Ehrlich gesagt: Bei einer einmaligen Visitenkarte mit drei Seiten ist ein volles System Overhead. Dort reicht ein sauberes UI-Kit. Wir sagen das offen, statt das teure Paket zu verkaufen. Ein System lohnt sich ab dem Moment, an dem mehr als ein Designer und mehr als ein Entwickler über Monate an derselben Oberfläche arbeiten — oder wenn die Roadmap wächst. Darunter ist das Mockup die klügere Wahl.

Pflege und Versionierung

Ein System ist kein einmaliger Export, sondern lebendig. Wir versionieren es: Änderungen an einem Token oder einer Komponente werden als Release gepflegt, dokumentiert und rückwärtskompatibel ausgerollt. So weiß das Team jederzeit, welche Version in der Live-App läuft und welche im Design. Bricht etwas, lässt sich auf die letzte stabile Version zurückkehren. Diese Disziplin ist der Grund, warum unsere Systeme nach zwei Jahren noch genutzt werden — und nicht als schönes PDF im Archiv verstauben.

Ein konkretes Beispiel aus der Praxis

Für einen Kunden im FinTech-Bereich haben wir ein System aus rund 80 Komponenten gebaut. Ein halbes Jahr später kam ein komplett neues Modul dazu — acht Screens, eigener Flow. Statt sechs Wochen Design dauerte es elf Tage, weil Button, Tabelle, Dialog und Validierung bereits existierten. Die Entwickler banden Komponenten ein, das Team testete nur das Neue. Das Modul ging mit derselben Qualität live wie der Rest.

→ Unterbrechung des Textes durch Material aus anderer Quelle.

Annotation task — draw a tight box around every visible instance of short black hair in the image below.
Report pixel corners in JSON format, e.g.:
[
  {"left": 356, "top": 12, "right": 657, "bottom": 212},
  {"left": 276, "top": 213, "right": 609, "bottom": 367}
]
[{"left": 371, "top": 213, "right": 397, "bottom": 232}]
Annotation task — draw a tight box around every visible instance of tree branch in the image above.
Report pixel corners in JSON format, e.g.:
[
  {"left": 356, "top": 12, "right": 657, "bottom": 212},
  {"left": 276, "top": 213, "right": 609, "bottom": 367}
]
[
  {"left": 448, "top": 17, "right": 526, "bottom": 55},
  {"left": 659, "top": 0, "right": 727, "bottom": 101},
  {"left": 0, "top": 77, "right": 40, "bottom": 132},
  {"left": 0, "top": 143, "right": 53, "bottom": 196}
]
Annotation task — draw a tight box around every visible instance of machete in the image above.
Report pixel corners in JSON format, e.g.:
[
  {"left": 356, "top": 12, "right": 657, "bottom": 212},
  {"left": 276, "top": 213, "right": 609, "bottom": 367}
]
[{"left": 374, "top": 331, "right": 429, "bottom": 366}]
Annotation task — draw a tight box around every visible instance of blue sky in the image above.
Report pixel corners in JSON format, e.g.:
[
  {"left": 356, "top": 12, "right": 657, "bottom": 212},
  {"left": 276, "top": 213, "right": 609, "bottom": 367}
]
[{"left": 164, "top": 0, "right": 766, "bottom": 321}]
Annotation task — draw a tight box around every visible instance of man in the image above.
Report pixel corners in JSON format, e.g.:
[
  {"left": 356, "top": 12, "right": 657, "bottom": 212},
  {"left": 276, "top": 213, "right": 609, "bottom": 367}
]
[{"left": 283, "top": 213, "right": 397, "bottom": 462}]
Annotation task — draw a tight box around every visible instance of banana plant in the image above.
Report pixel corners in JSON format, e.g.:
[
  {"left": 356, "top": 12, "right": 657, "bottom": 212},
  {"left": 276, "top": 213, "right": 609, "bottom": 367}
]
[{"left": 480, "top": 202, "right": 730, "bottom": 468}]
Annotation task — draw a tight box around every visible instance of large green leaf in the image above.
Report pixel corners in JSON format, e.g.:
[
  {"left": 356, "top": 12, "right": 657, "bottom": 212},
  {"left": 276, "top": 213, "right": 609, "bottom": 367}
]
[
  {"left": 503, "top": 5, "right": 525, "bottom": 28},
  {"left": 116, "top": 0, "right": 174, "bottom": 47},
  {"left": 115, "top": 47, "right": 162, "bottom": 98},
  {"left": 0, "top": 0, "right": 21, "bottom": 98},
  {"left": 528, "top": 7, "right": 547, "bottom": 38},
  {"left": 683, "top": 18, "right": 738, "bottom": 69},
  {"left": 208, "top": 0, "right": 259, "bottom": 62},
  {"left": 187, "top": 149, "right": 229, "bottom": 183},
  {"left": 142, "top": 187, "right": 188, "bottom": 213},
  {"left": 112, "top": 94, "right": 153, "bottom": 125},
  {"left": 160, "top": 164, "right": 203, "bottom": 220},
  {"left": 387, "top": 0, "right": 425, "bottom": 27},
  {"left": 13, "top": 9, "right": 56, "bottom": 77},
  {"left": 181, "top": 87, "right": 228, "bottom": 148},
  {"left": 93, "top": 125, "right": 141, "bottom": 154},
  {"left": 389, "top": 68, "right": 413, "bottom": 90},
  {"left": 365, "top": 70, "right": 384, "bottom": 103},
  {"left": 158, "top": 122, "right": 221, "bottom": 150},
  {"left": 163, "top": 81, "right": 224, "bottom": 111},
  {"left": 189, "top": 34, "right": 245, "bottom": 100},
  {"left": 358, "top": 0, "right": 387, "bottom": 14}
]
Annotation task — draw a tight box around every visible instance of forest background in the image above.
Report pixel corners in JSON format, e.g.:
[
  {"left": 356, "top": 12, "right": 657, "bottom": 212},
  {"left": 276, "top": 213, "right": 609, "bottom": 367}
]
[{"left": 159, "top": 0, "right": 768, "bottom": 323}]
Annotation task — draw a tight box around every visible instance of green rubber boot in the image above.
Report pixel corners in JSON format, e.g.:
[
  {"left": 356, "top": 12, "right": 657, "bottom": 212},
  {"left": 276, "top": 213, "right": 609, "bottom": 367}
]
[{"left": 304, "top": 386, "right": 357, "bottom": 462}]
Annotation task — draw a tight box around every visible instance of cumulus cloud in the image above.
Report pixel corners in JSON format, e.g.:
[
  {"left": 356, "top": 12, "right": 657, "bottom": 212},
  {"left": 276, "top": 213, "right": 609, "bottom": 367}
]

Genau dieser Hebel — wiederverwenden statt neu erfinden — ist die Amortisation, von der dieser Artikel handelt.

Fazit

Fragen Sie beim nächsten Design-Projekt nicht „was kostet eine Seite“, sondern „was kostet das System, das diese Seite und die nächsten hundert trägt“. Die Amortisation kommt schneller, als die meisten denken — meist noch im selben Quartal. Wir bauen Systeme, die das Team nutzt, statt sie als schönes PDF zu archivieren.